# I have a question on motion!

1. Nov 4, 2007

### DarkMetroid

Okay, so the problem is that I'm supposed to analyze what the world would look like if the speed of light is 88 miles per hour (BTTF tribute), and so I naturally looked at the basics of baseball: the pitch. Yet something seemed wrong.

So, imagine playing baseball. For this problem, the pitcher and the batter are not moving with respect to each other. The batter prepares to bunt. Since the speed of light is 39.3 m/s, and the distance between the batter and the pitcher is 18.4 m, it will take (18.4m)/(39.3m/s) = 0.47 seconds before the batter even recognizes that the pitcher is throwing the ball. For that half second the event of pitching is in the elsewhere of the batter; he watches the wind-up as the pitcher marvels at his excellent pitch! Let’s say that, because of the increased effective mass of the ball at higher speeds, the pitcher can throw a fastball 30 m/s (67 mph) with respect to the players. This means it takes 0.61 seconds to reach the batter. Unfortunately, he had detected that it was pitched just 0.15 seconds before! That is not sufficient time to provide a useful reflex.
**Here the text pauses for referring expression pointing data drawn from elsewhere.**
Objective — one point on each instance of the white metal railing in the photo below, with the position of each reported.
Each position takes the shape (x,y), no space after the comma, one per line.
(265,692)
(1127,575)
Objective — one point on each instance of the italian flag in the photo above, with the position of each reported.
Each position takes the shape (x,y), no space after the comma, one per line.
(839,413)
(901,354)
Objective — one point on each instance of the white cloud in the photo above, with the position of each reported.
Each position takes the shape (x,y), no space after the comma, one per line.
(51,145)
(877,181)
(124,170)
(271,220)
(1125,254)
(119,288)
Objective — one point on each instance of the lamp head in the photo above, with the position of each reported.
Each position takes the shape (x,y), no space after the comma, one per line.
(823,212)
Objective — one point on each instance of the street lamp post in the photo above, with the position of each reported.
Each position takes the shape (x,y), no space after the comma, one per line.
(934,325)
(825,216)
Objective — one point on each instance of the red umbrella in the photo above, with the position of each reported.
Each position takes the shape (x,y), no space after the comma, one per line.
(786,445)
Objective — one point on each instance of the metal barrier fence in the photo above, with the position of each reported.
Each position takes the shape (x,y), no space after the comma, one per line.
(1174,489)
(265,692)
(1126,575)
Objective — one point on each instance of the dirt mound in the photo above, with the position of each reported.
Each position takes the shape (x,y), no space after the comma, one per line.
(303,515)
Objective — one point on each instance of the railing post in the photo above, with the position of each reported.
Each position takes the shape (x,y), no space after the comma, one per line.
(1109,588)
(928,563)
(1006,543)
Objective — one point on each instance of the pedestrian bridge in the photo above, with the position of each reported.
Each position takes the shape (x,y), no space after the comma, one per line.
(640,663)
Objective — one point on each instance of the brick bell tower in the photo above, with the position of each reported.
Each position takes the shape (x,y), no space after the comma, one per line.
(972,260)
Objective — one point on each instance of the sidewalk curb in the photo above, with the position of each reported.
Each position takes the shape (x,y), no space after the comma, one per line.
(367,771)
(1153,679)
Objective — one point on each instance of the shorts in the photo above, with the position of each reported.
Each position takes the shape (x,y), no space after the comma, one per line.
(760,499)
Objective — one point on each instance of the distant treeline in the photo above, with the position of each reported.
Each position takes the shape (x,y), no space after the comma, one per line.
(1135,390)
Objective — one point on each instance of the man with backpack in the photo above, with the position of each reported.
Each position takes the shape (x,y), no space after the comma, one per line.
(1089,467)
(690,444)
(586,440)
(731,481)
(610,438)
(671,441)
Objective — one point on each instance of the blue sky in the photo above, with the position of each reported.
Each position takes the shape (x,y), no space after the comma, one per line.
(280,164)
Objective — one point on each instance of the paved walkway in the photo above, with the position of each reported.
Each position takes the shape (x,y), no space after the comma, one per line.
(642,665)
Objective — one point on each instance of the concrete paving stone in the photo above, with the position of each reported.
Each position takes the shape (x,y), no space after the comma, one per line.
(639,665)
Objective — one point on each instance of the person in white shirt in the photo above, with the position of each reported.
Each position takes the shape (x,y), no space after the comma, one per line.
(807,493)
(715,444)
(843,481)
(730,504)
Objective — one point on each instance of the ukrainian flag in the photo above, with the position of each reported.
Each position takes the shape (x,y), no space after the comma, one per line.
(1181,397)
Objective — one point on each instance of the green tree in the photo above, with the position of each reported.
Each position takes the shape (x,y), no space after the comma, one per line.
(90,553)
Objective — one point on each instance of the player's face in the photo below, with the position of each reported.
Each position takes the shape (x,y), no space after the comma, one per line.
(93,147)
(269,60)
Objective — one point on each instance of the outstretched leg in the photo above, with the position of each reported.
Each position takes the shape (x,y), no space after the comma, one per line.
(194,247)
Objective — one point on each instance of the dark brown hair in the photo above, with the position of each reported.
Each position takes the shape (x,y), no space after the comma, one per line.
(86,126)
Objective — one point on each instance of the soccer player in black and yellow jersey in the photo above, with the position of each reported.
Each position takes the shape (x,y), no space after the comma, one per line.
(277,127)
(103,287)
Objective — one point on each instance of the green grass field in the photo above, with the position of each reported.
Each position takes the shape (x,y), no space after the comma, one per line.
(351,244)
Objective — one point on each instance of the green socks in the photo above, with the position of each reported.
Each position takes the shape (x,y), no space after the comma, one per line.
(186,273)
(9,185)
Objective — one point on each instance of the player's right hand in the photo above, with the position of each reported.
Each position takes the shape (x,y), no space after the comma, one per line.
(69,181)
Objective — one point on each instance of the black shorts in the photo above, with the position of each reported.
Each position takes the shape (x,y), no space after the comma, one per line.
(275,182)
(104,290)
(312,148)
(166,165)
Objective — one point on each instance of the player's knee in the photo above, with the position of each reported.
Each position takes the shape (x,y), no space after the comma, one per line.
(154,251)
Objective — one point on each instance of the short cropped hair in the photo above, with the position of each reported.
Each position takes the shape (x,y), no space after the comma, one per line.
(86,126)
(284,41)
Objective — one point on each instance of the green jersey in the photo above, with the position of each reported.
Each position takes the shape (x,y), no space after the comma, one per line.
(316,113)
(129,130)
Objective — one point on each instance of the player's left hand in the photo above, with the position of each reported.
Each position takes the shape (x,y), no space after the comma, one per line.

Yet doesn’t this seem to contradict relativity? It appears to the batter that the ball travels 18.4 meters in just 0.15 seconds, three times faster than the speed of light! What went wrong?

This would relate to the real world, because by the same math (that is somehow erroneous; I don't know), there would be a speed less than C in which the batter would observe the ball going faster than C.

2. Nov 4, 2007

### Chris Hillman

This sounds like a homework problem (certainly I've seen instructors assign this as a problem). PF has a special section for these with some special rules.

3. Nov 4, 2007

### Count Iblis

Note that the value of c isn't relevant in physics, it merely (partially) defines the system of units (or vice versa) and the whole point of units is that you can choose them as you please. So, in this problem you can just as well set c back to it's original value and then take the unit of length to be a redefined meter (let's call it meter') so that

c = 39.3 m'/s

Then express meter' in ordinary meters and you can solve the problem in ordinary units where c has the usual value of 299792458 m/s.

4. Nov 4, 2007

### cesiumfrog

By the same logic, it "appears" that light travels instantly. And it "sounds" as though sound also travels with infinite velocity.

5. Nov 4, 2007

### Staff: Mentor

The batter (being a well-educated batter) knows the speed of light and (being a professional ball player) knows the distance to the mound. So he knows that when he sees the pitch it already happened .61 s earlier. So he knows that the total travel time of the ball is .76 s, not .15 s.

With all the importance of the speed of light it is a common misconception that relativity deals with the way things "look". Relativity is about what really happens, and propagation delays caused by the finite speed of light are always taken into account.